Prep LC from Analytical Scouting Runs


Prep LC from Analytical Scouting Runs

Which standard operating procedure in a preparative chromatography lab is more efficient: routinely running generic full-range gradients to purify mixtures, or taking the extra time and trouble to develop focused gradient methods? The answer may depend, in general or on a case-by-case basis, on how long it takes to develop the method, the purification run time, the quantity of sample and solvent consumed, and your output quality requirements (level of purity, yield).

Simple full-range (0 to 100%) gradients require minimal time to develop and are useful for mixtures with a wide range of structures. To improve resolution the analyst may extend the run time to 'flatten' the gradient. The benefit of not having to develop a more detailed method, however, is substantially offset by the longer run time and added solvent required to achieve resolution between compounds.

Consider as well that in many prep LC applications the goal is not to resolve multiple compounds, but instead to separate one target alone, as quickly as possible, and with the highest practical purity and yield. Optimizing a prep LC method for single-target purification takes additional effort, which is often justified by faster purification, reduced solvent consumption, and higher productivity based on the ability to load more compound per run.
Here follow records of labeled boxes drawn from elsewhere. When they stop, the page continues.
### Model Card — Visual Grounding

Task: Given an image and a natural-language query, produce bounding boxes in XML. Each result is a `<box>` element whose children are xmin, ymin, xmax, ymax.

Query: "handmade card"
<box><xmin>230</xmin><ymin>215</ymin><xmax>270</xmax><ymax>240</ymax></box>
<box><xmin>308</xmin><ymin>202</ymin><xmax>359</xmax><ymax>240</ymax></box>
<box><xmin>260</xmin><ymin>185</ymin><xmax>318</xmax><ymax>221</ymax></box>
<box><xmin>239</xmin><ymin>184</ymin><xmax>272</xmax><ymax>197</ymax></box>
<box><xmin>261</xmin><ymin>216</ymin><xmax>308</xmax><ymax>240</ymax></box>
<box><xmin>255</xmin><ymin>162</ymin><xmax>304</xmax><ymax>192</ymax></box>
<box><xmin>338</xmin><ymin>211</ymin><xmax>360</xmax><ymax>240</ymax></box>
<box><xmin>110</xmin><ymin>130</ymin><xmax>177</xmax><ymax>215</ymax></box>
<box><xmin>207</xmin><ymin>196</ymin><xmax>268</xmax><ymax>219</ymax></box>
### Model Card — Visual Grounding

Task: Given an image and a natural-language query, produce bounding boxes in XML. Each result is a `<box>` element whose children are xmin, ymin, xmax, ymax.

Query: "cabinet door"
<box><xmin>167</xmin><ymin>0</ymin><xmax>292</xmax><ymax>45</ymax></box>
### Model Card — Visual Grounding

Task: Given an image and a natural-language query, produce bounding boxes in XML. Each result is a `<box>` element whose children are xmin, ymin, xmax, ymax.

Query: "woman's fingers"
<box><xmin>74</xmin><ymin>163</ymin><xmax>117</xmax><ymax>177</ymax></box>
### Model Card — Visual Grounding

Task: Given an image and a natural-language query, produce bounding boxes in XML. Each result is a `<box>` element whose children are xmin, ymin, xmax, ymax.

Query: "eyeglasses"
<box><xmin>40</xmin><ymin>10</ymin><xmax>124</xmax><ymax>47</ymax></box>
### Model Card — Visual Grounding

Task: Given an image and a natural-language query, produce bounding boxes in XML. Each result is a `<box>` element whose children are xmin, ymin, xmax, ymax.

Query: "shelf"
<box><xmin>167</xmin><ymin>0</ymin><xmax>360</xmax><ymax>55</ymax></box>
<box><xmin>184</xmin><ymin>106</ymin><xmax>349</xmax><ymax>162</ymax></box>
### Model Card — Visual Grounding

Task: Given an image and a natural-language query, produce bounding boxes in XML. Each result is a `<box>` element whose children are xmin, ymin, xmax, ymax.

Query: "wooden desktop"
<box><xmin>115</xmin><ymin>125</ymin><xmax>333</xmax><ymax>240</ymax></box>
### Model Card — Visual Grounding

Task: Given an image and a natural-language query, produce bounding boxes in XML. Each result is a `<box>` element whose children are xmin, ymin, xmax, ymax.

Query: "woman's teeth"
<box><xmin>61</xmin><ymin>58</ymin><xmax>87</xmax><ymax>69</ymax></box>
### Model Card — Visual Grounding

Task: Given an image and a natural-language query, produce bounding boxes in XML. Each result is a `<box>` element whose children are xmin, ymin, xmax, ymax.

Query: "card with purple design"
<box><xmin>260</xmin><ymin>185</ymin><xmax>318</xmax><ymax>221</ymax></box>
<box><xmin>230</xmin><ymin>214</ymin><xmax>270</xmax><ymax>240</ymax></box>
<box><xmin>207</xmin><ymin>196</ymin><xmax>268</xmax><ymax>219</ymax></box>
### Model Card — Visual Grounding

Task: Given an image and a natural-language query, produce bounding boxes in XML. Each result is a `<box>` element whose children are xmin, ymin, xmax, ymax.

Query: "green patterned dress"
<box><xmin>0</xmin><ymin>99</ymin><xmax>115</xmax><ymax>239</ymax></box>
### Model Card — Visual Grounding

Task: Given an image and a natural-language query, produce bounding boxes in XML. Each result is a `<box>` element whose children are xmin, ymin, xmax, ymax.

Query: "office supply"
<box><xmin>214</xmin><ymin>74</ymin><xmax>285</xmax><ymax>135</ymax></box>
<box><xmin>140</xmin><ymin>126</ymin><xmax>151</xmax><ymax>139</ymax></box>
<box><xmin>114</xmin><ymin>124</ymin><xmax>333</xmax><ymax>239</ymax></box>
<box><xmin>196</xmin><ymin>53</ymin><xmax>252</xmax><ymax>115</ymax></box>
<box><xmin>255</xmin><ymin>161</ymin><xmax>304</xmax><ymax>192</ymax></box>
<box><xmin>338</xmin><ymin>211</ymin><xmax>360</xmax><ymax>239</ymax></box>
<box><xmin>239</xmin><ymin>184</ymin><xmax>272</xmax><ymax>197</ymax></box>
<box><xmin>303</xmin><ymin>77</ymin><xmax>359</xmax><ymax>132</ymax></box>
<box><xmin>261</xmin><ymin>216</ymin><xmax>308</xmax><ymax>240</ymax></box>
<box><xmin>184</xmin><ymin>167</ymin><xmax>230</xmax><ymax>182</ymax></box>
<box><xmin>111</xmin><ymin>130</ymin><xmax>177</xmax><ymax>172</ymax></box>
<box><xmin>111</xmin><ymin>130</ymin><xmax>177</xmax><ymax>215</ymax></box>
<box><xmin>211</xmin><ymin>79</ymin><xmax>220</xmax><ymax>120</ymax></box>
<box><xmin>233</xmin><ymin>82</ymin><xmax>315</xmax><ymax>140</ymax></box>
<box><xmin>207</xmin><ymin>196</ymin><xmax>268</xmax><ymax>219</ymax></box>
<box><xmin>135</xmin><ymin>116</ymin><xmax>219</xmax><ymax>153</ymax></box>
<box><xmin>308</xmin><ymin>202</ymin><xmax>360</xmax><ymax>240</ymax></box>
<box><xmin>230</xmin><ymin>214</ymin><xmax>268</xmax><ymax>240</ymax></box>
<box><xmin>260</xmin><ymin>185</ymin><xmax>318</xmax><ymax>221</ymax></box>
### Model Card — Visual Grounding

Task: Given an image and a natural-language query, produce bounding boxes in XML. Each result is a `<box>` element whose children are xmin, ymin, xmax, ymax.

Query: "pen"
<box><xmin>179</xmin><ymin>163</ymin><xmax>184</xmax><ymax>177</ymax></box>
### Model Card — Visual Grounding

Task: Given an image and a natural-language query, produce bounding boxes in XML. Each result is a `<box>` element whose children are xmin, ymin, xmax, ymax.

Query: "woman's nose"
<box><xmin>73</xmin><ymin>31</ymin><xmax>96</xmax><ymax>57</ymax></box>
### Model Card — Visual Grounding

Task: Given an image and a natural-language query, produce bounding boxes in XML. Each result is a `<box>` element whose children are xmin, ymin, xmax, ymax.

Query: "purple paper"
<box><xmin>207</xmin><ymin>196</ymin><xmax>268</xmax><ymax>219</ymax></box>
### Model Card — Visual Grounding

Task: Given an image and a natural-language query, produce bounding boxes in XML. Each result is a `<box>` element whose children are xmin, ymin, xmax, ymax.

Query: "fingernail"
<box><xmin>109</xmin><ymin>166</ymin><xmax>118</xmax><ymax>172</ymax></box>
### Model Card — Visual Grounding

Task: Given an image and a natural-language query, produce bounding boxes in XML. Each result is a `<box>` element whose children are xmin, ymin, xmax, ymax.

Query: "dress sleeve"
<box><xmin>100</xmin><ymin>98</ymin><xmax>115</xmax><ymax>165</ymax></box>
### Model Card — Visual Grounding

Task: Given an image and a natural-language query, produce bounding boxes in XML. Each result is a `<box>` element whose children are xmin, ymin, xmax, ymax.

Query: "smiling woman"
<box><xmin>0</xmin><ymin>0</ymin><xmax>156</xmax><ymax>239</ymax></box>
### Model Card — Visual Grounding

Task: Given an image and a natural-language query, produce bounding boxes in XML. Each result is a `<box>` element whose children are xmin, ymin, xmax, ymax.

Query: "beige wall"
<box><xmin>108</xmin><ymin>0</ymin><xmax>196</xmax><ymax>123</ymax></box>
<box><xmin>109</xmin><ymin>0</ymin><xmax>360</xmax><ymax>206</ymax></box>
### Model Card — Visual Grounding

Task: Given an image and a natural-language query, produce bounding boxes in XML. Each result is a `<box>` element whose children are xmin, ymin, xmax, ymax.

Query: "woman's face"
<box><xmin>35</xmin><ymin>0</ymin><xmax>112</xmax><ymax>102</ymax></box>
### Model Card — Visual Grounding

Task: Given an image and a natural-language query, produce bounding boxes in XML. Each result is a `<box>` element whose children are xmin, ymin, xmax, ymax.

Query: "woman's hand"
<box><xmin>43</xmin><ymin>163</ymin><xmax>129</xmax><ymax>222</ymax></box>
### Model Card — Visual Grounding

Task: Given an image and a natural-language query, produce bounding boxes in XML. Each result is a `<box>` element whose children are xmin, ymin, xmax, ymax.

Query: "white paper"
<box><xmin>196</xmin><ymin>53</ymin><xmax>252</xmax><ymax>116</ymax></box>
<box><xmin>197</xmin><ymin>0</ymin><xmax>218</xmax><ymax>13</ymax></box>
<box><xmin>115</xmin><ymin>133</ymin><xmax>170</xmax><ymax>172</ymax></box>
When comparing the pros and cons of generic vs. focused gradients, it helps to envision the changing behaviour of a compound during a 0% to 100% gradient. Once the injected sample has adsorbed onto the stationary phase, before the target compound has fully eluted, it will be in one of three states (below) in which k*represents the retention factor under specific gradient conditions.

  1. Strong retention on the stationary phase; compound not moving (k* >> 10)
  2. Weak retention on the stationary phase; beginning to travel down the column (1 < k* < 10)
  3. Zero retention on the stationary phase; compound traveling at solvent front (k* < 1)

These three pre-elution states each correspond to a specific %B zone within the gradient. There is a fourth zone post-elution where the process continues to run while the compound is already off the column.

From a purification standpoint, the simplest case would one in which all non-target compounds are completely retained while the target is fully eluted. The reverse occurs when the target compound is retained on the column, while the impurities fully elute. The target is then eluted using a second strong solvent, that is, a catch and release purification.

The most difficult, by contrast, would involve two or more compounds having weak retention in the same %B range, in which case they will easily co-elute unless an optimized gradient is employed.

Generic gradients are relatively inefficient as compared to focused gradients. In a generic method, the most effective segment of the 0-100% gradient range is the 5-15 %B portion in which the k* value for the target compound is between 1 and 10, with the compound actively migrating down the column. In a generic gradient, therefore, 85% to 95% of the run is wasted because the compound is a) still sitting at the head of the column and not moving at all; or b) moving with the solvent front and having no further interaction with the stationary phase; or c) already eluted and collected into your test tube.